To show a reduction from SAT to some other problem, I'll copy an answer I gave on the CS stack which shows how to reduce 3-SAT to SUBSET SUM. (See Richard Karp's seminal paper "Reducibility Among Combinatorial Problems" for many more reductions between NP-complete problems.)
The trick to the reduction is to use numbers to encode statements about the 3CNF formula, crafting those numbers in such a way that you can later make an arithmetic proposition about the numbers that is only true if the original 3CNF formula is satisfiable. The reduction below is lifted directly from the lecture notes found at https://people.clarkson.edu/~alexis/PCMI/Notes/lectureB07.pdf .
The $s$ value is crafted the same way for each clause; put a one in the digit position corresponding to that clause, and zeroes everywhere else. The $t$ value will be the same as the $s$ value for each clause.

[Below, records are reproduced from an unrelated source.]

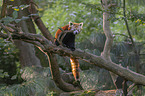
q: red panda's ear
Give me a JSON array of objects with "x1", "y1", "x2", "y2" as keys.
[
  {"x1": 69, "y1": 22, "x2": 73, "y2": 27},
  {"x1": 79, "y1": 23, "x2": 83, "y2": 28}
]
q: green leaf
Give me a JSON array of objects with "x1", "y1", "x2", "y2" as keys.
[
  {"x1": 15, "y1": 19, "x2": 21, "y2": 23},
  {"x1": 2, "y1": 16, "x2": 14, "y2": 25},
  {"x1": 13, "y1": 11, "x2": 18, "y2": 19}
]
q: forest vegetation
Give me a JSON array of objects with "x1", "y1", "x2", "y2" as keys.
[{"x1": 0, "y1": 0, "x2": 145, "y2": 96}]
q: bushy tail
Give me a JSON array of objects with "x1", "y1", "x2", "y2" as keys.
[{"x1": 70, "y1": 57, "x2": 80, "y2": 81}]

The $k$ value is always 1111... followed by 33333.... where the number of ones is the same as the number of distinct variables in the formula and the number of threes is the number of clauses in the formula. Note that the required sum $k$ has a one in each digit position corresponding to the variables. This means that any solution to the subset sum problem can include only encoded statements about either a positive instance of the variable or a negative instance in each clause, not both. Note also that sum $k$ has a three in the digit position corresponding to each clause. The $s$ and $t$ values for each clause will sum to two, but to complete the sum a third one will have to come from one of the $y$ or $z$ values. All three ones could come from the $y$ and $z$ values, but the fact that $s$ and $t$ will only sum to two for any clause guarantees that any empty clause in the 3CNF formula forces the subset sum problem to become unsatisfiable.
The lesson you should take from all this is that when reducing one NP-complete problem to another the general procedure is to construct gadgets in the target problem that mimic constraint features of the source problem and then use those gadgets to construct a target problem instance that has a solution only if the source problem instance has a solution.